Leave to appeal to SCC

Disagreeing with the outcome of the appeal, the Township of Ignace has confirmed filing an application for leave to appeal to the Supreme Court of Canada. The Supreme Court typically only chooses to hear cases that are of public importance and national significance, and only a small percentage of such leave applications are granted.  Recent denials include an application for leave to appeal a Court of Appeal decision[2] confirming frustration of contract in the context of mandatory workplace vaccination mandates, as well as the leave to appeal the ground-breaking case of Waksdale.

Since Dufault is primarily a wrongful dismissal case under Ontario employment law, and based on past employment law cases, it is unlikely that the Supreme Court will grant leave to appeal.
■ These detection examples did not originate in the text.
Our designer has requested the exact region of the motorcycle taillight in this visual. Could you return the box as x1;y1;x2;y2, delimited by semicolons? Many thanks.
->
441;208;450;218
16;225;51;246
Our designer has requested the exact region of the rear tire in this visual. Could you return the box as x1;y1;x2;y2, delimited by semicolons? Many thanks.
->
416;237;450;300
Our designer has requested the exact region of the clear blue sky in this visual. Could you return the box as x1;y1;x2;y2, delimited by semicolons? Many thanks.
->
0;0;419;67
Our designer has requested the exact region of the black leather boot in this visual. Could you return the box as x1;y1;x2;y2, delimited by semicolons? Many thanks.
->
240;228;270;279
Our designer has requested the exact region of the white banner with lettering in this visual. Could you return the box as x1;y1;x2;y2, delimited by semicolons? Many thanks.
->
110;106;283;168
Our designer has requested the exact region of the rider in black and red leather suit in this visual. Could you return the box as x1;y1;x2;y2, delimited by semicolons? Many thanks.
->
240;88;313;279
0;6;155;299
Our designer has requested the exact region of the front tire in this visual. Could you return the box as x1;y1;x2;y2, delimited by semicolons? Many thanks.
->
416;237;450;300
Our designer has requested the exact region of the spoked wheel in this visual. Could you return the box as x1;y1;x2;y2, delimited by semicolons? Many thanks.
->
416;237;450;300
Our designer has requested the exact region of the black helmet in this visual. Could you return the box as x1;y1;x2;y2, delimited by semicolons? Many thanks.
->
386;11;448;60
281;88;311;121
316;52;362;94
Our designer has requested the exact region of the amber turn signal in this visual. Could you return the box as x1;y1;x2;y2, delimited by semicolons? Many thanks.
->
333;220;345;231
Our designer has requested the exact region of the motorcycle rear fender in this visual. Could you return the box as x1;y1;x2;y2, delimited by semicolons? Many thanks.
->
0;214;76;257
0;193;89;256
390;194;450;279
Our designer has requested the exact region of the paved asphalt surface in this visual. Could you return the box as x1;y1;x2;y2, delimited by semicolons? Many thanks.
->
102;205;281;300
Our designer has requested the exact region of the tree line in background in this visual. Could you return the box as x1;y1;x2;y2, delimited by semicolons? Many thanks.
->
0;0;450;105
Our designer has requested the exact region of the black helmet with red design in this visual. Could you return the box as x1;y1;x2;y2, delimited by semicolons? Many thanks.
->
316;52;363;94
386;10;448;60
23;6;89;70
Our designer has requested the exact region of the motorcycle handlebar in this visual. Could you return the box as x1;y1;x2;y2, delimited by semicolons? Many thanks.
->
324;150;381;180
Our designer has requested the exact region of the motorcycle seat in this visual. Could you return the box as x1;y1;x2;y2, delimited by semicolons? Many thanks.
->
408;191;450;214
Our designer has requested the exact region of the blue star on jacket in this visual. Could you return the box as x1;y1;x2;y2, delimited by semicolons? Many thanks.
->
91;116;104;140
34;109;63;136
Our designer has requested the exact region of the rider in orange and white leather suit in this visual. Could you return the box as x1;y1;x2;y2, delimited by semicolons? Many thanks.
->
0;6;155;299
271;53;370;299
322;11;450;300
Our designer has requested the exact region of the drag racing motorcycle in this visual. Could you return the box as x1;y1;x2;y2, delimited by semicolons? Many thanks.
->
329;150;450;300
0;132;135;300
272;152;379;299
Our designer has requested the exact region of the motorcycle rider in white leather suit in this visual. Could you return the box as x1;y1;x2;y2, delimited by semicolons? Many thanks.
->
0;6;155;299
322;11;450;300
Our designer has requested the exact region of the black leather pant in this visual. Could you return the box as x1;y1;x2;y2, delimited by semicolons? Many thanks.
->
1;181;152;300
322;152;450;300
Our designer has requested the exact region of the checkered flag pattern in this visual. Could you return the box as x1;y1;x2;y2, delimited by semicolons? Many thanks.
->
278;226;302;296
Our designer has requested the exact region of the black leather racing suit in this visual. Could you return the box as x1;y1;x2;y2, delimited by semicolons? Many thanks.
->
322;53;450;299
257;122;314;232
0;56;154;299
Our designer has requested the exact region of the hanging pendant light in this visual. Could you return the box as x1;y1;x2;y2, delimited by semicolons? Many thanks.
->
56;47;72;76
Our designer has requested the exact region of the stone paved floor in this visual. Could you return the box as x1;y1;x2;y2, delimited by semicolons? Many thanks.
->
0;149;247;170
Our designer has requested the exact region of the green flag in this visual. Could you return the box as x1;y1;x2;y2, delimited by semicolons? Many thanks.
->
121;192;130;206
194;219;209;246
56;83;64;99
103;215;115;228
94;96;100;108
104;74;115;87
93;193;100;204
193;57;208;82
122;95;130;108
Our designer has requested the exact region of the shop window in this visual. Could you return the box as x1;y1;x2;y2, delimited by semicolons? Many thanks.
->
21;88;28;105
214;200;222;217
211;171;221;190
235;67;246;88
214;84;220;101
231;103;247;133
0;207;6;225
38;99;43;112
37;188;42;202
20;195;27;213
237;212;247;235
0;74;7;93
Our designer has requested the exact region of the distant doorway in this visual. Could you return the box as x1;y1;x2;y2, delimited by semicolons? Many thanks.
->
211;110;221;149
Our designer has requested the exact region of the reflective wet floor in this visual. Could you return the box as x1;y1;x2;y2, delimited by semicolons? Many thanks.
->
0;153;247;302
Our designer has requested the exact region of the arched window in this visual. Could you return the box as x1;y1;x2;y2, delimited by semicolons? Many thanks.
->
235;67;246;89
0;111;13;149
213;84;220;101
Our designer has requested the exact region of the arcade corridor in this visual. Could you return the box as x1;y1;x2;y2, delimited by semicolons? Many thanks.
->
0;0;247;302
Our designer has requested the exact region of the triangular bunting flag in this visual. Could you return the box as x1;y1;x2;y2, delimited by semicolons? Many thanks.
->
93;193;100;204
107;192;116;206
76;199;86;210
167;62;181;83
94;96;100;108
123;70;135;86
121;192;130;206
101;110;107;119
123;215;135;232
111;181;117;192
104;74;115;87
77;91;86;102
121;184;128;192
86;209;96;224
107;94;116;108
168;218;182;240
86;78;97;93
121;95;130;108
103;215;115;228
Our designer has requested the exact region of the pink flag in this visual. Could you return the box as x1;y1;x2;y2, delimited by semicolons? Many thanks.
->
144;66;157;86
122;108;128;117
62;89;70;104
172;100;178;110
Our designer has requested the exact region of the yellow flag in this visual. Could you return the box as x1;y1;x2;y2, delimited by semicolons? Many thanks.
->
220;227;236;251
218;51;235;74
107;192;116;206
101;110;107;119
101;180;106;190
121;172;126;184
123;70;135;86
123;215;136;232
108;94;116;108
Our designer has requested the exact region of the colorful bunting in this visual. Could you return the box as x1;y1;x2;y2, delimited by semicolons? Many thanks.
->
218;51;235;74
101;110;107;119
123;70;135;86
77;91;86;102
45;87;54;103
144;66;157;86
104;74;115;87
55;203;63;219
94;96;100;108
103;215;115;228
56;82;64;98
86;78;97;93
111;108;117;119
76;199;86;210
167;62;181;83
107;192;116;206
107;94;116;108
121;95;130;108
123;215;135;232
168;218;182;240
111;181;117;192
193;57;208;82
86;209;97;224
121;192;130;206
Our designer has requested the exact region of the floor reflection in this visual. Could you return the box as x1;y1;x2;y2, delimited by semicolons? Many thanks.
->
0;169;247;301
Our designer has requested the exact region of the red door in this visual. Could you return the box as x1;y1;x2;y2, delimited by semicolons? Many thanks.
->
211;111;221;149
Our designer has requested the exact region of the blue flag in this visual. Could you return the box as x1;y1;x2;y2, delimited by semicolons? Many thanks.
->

Superior Court confirmation of status quo

The Court of Appeal essentially preserved the status quo relating to the most discussed aspect of the Dufault decision, specifically providing in paragraph 25 of its decision:

[25]   Given our conclusion that the “for cause” termination clause of the employment contract is unenforceable as contrary to the ESA and that, pursuant to Waksdale, this renders all of the termination provisions unenforceable, it is not necessary to consider the appellant’s arguments that the motion judge erred in finding the “without cause” termination clause also unenforceable as contrary to the ESA, and we expressly do not rule on that submission. The appellant argued that the motion judge’s findings in relation to the “without cause” termination clause may affect other employment contracts. In our view, resolution of the issues the appellant raises regarding the “without cause” termination clause should be left to an appeal where it would directly affect the outcome.

Recently, in Baker v. Van Dolder’s Home Team Inc., 2025 ONSC 952 (“Baker”), an employer brought a motion for summary judgment seeking a finding that the termination clause in the employee respondent’s contract complied with the ESA, and that the employee had been provided with all of her ESA entitlements. Justice Sproat dismissed the summary judgment motion. He concluded that the finding in Dufault was to be applied with respect to the wording of a termination “without cause” provision containing the words “at any time”, rendering it unenforceable. Although not necessary for his decision, Justice Sproat also found that the “with cause” termination provision was also unenforceable

As Justice Sproat stated at the end of his decision, the law has “set an exacting standard that many employers and knowledgeable counsel have failed to attain despite their good faith and best efforts” when it comes to termination clauses and compliance with the ESA.

Conclusion

Dufault and Baker serve as yet further stark reminders to both employers and employees that our courts will closely scrutinize the wording of termination clauses. Any contravention of the minimum requirements of the ESA will render termination clauses unenforceable. Employers are well advised to take heed, seek legal advice, and ensure that their termination clauses are both clear and strictly compliant with the ESA. If they have not already been advised by their employment counsel to do so, they should also consider amending existing contracts, and taking necessary steps before getting existing employees to sign. In the case of Dufault, the difference in liability was dramatic: from 2 weeks notice or pay in lieu if the termination cause was enforceable to 101 weeks if not!

[1]               Waksdale v. Swegon North America Inc., 2020 ONCA 391, application for leave to appeal to SCC denied, 2021 CanLII 1109 (SCC).

[2]               Croke v. VuPoint System Ltd., 2024 ONCA 354, application for leave to appeal to SCC denied,  2024 CanLII 125008 (SCC).